The Times, citing unnamed Arab and American sources, said in a report on Saturday that forming economic connections between to two, which would be gradual and step by step, could begin by allowing Israeli companies to open shops in the Arab kingdom, or granting El Al Israel Airlines Ltd. permission to fly over Saudi airspace.
“However, any such progress would bolster the alliance between Iran’s two most implacable enemies and change the dynamics of the many conflicts destabilizing the Middle East,” the report speculated.
So far Saudi officials have had some open meetings with senior officials in Israel, trying to gradually pave the way for establishing ties with the occupying regime.
Back in May last year, Israeli newspaper Arutz Sheva reported that Saudi Arabia and its Persian Gulf allies, namely Jordan and Egypt, had been sending messages to Israel through various emissaries, including former British Prime Minister Tony Blair. They had asked Tel Aviv to resume Middle East negotiations under new terms, which included changes to the Saudi initiative.
In July last year, Anwar Eshki, a well-connected retired general in the Saudi military paid a visit to Israel, meeting with Israel’s Foreign Ministry director general Dore Gold and Yoav Mordechai. He also met with a number of Knesset members.
Israeli daily Ha’aretz at the time described the visit “a highly unusual one,” as Eshki could not have traveled to Israel without approval from the Saudi government.
Furthermore, US President Donald Trump, who visited both Saudi Arabia and Israel last month, seems to support a regional peace approach, part of which could be forming ties between Tel Aviv and Riyadh for the first time in history. The US president has already said he wants to pursue “a much bigger deal” in the Middle East, which would include “many, many countries.”

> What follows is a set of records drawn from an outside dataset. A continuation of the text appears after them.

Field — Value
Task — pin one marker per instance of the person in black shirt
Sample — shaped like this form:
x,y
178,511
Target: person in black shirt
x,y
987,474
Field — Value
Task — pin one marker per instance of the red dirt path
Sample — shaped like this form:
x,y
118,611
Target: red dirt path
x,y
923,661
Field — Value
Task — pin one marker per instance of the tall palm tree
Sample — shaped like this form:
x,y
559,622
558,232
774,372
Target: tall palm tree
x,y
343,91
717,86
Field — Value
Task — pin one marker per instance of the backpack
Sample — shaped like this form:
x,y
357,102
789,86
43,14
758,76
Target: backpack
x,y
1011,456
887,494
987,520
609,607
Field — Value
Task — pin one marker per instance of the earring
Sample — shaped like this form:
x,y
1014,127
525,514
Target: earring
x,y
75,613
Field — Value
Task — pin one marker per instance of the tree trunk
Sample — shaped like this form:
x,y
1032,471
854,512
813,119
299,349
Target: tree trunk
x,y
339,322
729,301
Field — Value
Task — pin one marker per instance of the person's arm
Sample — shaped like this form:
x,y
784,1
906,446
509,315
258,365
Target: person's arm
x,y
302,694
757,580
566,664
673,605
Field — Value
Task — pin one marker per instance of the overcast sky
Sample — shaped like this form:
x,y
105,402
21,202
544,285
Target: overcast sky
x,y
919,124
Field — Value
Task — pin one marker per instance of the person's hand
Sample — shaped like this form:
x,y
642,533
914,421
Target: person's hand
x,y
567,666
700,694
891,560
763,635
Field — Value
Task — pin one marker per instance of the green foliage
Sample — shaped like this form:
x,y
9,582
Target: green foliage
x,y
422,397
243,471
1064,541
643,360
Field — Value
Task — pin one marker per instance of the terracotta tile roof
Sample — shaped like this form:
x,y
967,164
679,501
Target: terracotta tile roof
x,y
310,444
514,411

Saudi Arabia has not yet recognized Israel since its foundation in 1948. Saudi authorities thus do not accept Israeli passports, and holders of passports containing any Israeli visa or stamp will be denied entry. However, any prospect of official ties between Tel Aviv and Riyadh will also mean that Saudi leaders might have on their agenda a review of their recognition of the Israeli regime.